A 13-year-old boy had one of his legs amputated after a contractor at a Georgia school “body slammed” him last month.
According to CNN, Montravious Thomas was injured in September after Bryant Mosley, an employee at Edgewood Student Services Center, “body slammed” him three times when Thomas tried to leave the classroom to call his mother.
The family’s attorney Renee Tucker recently told CNN that after the incident, the school failed to give the teen medical care and even lied to Thomas, telling him an ambulance was on its way, but later made him take a bus home. When officials saw that he couldn’t walk to the bus on his own, the same contractor lifted him over his shoulder and placed him on the bus. Later that night, Thomas’ mother took her son to the ER who was later airlifted to the Children’s Healthcare of Atlanta. Doctors performed several surgeries to try to restore the blood flow to the teen’s right leg before having to perform the amputation, CNN noted.

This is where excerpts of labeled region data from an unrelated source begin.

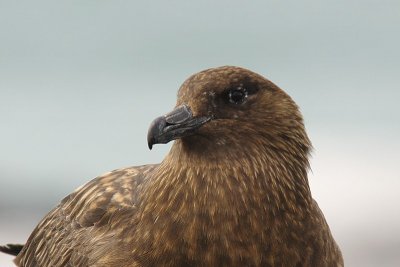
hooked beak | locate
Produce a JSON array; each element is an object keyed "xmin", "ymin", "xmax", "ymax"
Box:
[{"xmin": 147, "ymin": 105, "xmax": 211, "ymax": 149}]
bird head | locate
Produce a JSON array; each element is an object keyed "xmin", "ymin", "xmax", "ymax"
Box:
[{"xmin": 147, "ymin": 66, "xmax": 311, "ymax": 161}]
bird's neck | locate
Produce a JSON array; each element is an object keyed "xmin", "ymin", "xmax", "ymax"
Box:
[
  {"xmin": 134, "ymin": 143, "xmax": 311, "ymax": 266},
  {"xmin": 141, "ymin": 142, "xmax": 312, "ymax": 220}
]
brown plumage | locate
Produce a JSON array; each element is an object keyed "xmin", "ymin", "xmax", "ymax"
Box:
[{"xmin": 2, "ymin": 67, "xmax": 343, "ymax": 267}]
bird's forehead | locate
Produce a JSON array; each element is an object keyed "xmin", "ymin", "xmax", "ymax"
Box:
[{"xmin": 178, "ymin": 66, "xmax": 262, "ymax": 100}]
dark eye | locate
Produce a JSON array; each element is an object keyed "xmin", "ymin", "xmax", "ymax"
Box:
[{"xmin": 228, "ymin": 87, "xmax": 247, "ymax": 105}]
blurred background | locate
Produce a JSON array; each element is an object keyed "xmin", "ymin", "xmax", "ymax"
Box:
[{"xmin": 0, "ymin": 0, "xmax": 400, "ymax": 267}]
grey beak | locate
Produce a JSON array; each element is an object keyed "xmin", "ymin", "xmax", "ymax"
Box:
[{"xmin": 147, "ymin": 105, "xmax": 211, "ymax": 149}]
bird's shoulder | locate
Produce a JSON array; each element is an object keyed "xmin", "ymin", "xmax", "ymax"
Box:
[{"xmin": 15, "ymin": 165, "xmax": 158, "ymax": 266}]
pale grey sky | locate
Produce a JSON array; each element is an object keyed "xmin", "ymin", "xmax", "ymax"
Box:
[{"xmin": 0, "ymin": 0, "xmax": 400, "ymax": 266}]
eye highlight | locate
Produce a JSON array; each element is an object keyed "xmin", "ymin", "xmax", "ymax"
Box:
[{"xmin": 228, "ymin": 86, "xmax": 248, "ymax": 105}]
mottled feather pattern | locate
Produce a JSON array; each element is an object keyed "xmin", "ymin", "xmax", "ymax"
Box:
[
  {"xmin": 5, "ymin": 66, "xmax": 343, "ymax": 267},
  {"xmin": 15, "ymin": 165, "xmax": 156, "ymax": 267}
]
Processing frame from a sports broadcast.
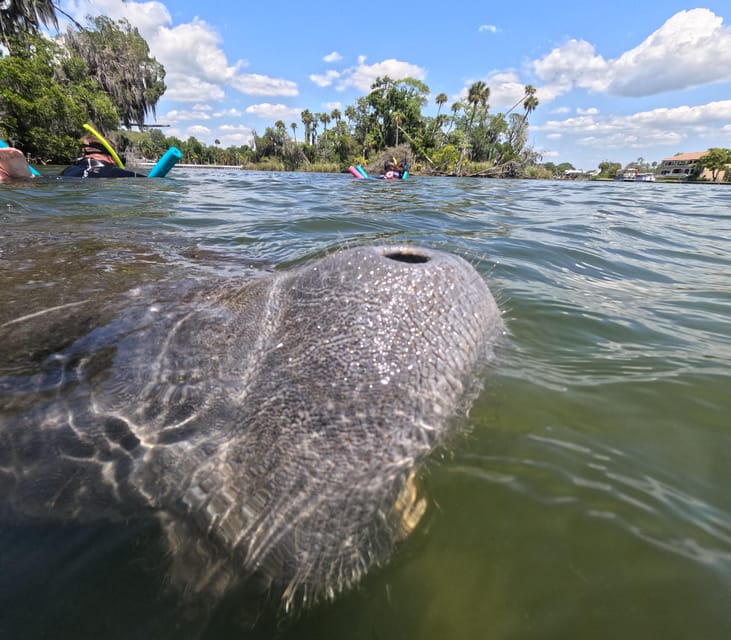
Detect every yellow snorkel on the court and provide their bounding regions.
[84,124,124,169]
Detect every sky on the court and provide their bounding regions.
[60,0,731,170]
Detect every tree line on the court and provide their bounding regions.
[0,0,540,176]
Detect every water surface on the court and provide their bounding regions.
[0,169,731,640]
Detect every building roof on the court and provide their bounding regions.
[662,151,708,162]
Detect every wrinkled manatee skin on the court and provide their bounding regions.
[0,246,504,606]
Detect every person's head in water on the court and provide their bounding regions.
[81,136,114,163]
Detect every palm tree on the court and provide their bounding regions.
[467,80,490,129]
[300,109,315,144]
[316,113,332,139]
[523,84,538,121]
[391,111,404,147]
[447,102,462,135]
[434,93,449,116]
[0,0,58,44]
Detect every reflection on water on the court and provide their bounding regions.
[0,170,731,639]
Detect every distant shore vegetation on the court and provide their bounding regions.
[0,0,731,180]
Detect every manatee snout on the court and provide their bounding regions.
[0,246,503,606]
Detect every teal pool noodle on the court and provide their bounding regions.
[0,140,41,176]
[147,147,183,178]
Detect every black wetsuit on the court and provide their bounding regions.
[61,158,147,178]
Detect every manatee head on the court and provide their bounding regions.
[0,246,503,607]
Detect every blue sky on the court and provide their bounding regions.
[61,0,731,169]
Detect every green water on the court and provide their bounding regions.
[0,171,731,640]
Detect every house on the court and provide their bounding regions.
[657,151,708,180]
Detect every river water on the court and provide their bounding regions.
[0,169,731,640]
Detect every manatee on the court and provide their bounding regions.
[0,246,504,608]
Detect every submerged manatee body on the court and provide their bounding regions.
[0,247,503,606]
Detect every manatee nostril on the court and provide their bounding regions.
[383,249,431,264]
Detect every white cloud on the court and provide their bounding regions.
[68,0,298,102]
[213,109,244,118]
[246,102,302,120]
[161,109,211,124]
[533,9,731,99]
[310,69,340,87]
[323,51,343,62]
[336,56,426,93]
[165,73,225,102]
[531,100,731,149]
[185,124,211,136]
[229,73,299,96]
[219,124,251,133]
[457,71,525,111]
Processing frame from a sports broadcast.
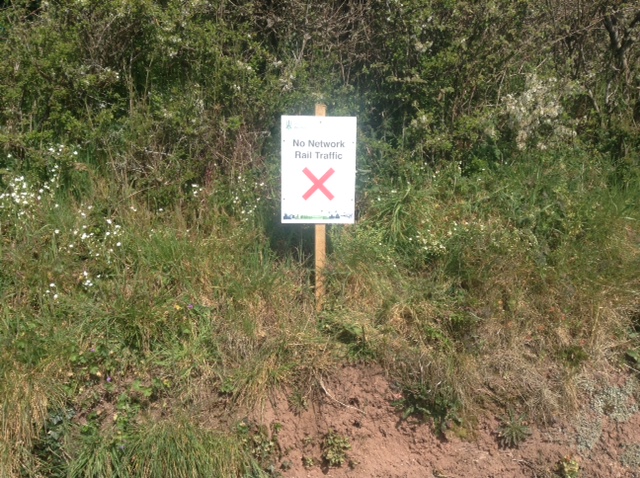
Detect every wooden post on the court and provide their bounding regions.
[316,103,327,312]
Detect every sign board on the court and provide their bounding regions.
[281,116,357,224]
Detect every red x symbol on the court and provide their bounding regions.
[302,168,335,201]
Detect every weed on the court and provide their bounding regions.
[322,430,351,467]
[561,345,589,368]
[394,383,461,435]
[238,421,282,469]
[556,456,580,478]
[498,410,531,448]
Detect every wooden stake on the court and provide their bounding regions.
[316,103,327,312]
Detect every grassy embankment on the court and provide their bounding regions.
[0,150,640,476]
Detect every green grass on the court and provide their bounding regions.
[0,145,640,477]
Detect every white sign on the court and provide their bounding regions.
[281,116,357,224]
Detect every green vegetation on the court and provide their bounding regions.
[322,430,351,467]
[0,0,640,477]
[498,410,531,448]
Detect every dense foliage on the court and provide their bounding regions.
[0,0,640,477]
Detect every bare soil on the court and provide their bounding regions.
[255,366,640,478]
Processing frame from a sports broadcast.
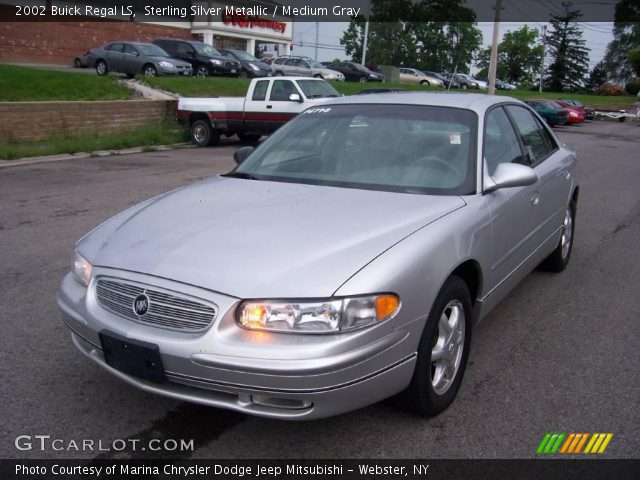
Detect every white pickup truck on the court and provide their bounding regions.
[177,77,340,147]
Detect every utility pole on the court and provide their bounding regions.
[538,25,547,93]
[489,0,502,95]
[362,15,369,65]
[312,22,320,62]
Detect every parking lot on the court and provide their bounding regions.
[0,122,640,459]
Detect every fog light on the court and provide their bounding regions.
[251,395,313,410]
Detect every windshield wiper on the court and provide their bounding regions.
[222,172,260,180]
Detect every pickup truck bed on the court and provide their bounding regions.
[177,77,340,147]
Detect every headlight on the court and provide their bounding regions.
[237,294,400,333]
[71,250,93,286]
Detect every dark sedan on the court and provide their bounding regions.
[89,42,193,78]
[327,62,384,83]
[218,48,273,78]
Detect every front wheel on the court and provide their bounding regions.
[540,201,576,273]
[96,60,109,76]
[398,276,472,417]
[142,65,158,77]
[191,120,220,147]
[196,65,209,78]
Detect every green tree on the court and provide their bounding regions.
[477,25,543,85]
[545,9,590,92]
[629,47,640,77]
[587,60,609,92]
[604,0,640,81]
[340,0,482,71]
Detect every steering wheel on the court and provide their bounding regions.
[410,155,461,177]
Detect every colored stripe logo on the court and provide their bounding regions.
[536,432,613,455]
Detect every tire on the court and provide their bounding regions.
[142,64,158,77]
[238,133,262,143]
[96,60,109,76]
[190,120,220,147]
[195,65,209,78]
[540,200,577,273]
[398,275,472,417]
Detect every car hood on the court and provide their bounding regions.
[77,177,465,298]
[147,56,191,67]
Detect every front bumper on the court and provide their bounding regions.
[57,267,417,420]
[156,65,193,77]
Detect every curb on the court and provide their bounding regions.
[0,143,193,168]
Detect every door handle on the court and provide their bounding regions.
[531,192,540,207]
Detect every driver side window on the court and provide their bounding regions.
[484,107,525,175]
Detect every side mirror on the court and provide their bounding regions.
[233,145,254,165]
[484,163,538,193]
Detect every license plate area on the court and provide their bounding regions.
[100,330,166,383]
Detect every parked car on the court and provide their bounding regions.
[73,50,91,68]
[496,79,518,90]
[400,67,444,87]
[356,88,407,95]
[57,92,579,420]
[89,42,193,78]
[554,99,595,120]
[153,38,242,77]
[218,48,273,78]
[422,70,460,88]
[271,56,344,82]
[525,98,569,127]
[327,62,384,83]
[443,73,480,90]
[172,77,340,147]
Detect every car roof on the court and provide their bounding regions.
[326,92,522,112]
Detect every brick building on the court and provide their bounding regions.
[0,0,293,64]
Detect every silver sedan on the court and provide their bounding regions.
[57,93,579,420]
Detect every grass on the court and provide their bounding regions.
[0,123,189,160]
[140,77,635,105]
[0,65,131,102]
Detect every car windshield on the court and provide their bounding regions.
[298,80,340,98]
[136,45,169,57]
[228,104,477,195]
[544,100,564,109]
[233,50,260,62]
[193,43,220,55]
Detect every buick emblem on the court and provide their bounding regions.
[133,293,149,317]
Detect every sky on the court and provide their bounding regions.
[291,22,613,69]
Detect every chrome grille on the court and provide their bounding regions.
[96,278,216,332]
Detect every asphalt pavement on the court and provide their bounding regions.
[0,122,640,459]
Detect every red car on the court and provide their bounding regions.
[554,100,587,124]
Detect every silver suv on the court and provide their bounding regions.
[271,56,344,82]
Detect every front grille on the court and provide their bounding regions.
[96,278,216,332]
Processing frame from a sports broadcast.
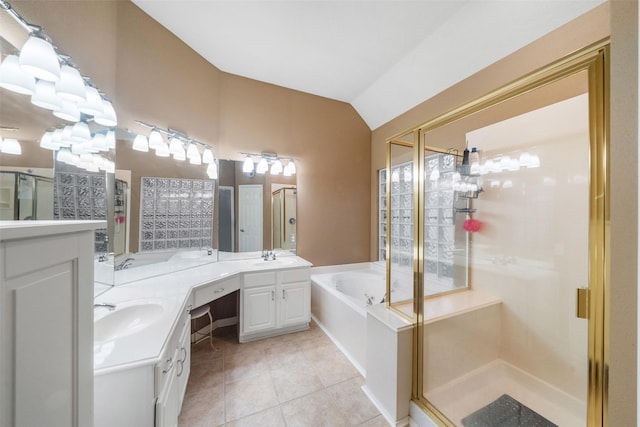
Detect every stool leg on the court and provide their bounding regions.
[207,311,216,350]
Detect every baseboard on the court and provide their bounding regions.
[311,313,367,378]
[361,384,410,427]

Tucker stresses that had the school provided immediate medical attention, her client would still have his leg.
School officials said that Mosley is no longer providing services to the school district but that physical restraint in their state is legal and that witnesses said the teen was OK after the altercation.
“Physical restraint is allowed in Georgia public schools and educational programs in those situations in which the student is an immediate danger to himself or others and the student is not responsive to less intensive behavioral interventions including verbal directives or other de-escalation techniques,” they said is a statement.
“Witnesses indicate that the child was up and walking and not in distress following the administered restraint,” they added.
The school later told CNN saying, “We are certainly very concerned for Montravious and our hearts go out to him. He and his family are in our thoughts as prayers.”
Meanwhile, the attorney said the family has yet to file charges or any lawsuits, but they plan on filing a civil suit in the near future.